Even outside of critical applications using biased prediction results in suboptimal decisions that for any large company can result in very significant losses. Take a manufacturing or retail company for example — a biased probabilistic prediction of demand will result in incorrect decisions in procurement, demand planning and operations resulting in customers either not served and leaving elsewhere or excess and slow-moving inventories resulting in write-offs and costly damage to the bottom line P&L.

DeWolf et. al. “Valid prediction intervals for regression problems.”
De Wolf et. al. “Valid prediction intervals for regression problems”

Compare the validity of Conformal Prediction guaranteed by math regardless of the data distribution, the underlying regression model (whether statistical, machine or deep learning) with no mathematical guarantees whatsoever offered by the Bayesian approach .

Unless the prior is known (which never holds in practice) the Bayesian approach will output incorrect predictions resulting in posterior located in the wrong place with no warning to the user whatsover, the user then will use posterior distribution that is 1) located in the wrong place 2) provides incorrect prediciton intervals and use is for decision making resulting in incorrect and costly decisions.

Unlike the Bayesian approach, Conformal Prediction outputs valid (unbiased) predictions and does not have issues with scalability for the Inductive Conformal Prediction (the most popular approach in applications)

One can understand why interest in Conformal Prediction is going exponential. More and more academic institutions and companies are discovering the best Uncertainty Quantification framework for the XXIst century.

You don’t have to take my word for it— just check out some of the biggest tech influencers working for some of the best unicorn mega startups like Hugging Face talking about Conformal Prediction -> Getting prediction intervals with conformal prediction.

Back to the technical topic — a Bayesian might claim that “Wait for a minute, but Conformal Prediction can only product Prediction Intervals, not the full CDF like the Bayesian approach can! Right?”

Well, actually … wrong. It turns out that Conformal Prediction can produce the whole CDF (Cumulative Distribution Function) tailored to each test point! And it does so with all the benefits conferred by using Conformal Prediction — namely theoretical guarantees of validity for any underlying regression model, for any data distribution and for any dataset size.

And all these benefits are based even on the more mild assumption that is required to do machine learning, Conformal Prediction only requires data exchangeability which is a milder assumption than IID, so if one can do machine learning one can automatically always use Conformal Prediction!
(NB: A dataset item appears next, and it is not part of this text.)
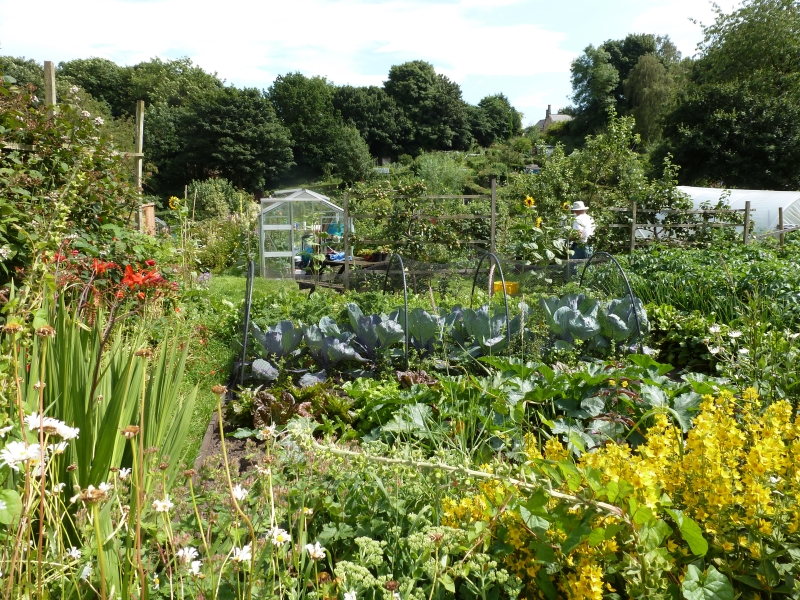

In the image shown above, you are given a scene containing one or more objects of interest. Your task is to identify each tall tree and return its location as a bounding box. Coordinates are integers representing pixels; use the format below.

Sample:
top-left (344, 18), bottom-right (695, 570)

Bingo!

So how does this work exactly?

Conformal predictive systems for regression output Conformal Predictive Distributions (Cumulative Distribution Functions) for each test object — the result for this test object is the probabilistic prediction like this.

And this is the equivalent of the Holy Grail of prediction — full and complete quantification of uncertainty tailored to each test object for optimal decision-making.

After producing complete distribution for each test point one can do a lot of things with complete CDF.

For point prediction one simply reads off the value of y corresponding to Q(y)=1/2 in the example below give the value of y around 20.

Need quantiles — no problem as well, one simply reads values of y corresponding to a particular quantile on the vertical axis — say 0.95.

Problem solved. If you need more technical details about how this is done under the hood (including rigorous math proofs), I have linked several key papers.

One can also find tutorials about Conformal Predictive Distributions on Awesome Conformal Prediction — the most comprehensive professionally curated resource for all things Conformal Prediction.

But where can I find the code?

Conformal Prediction has been developing rapidly and many new libraries recently appeared on the scene with more libraries added in 2022. There are many great libraries in Python, R and even Julia and C++.

Recently a new Python library called crepes: Conformal Regressors and Predictive Systems was released.

Crepes is a Python library for generating conformal regressors. Conformal regressors transform point predictions of any underlying regression model into prediction intervals for specified levels of confidence.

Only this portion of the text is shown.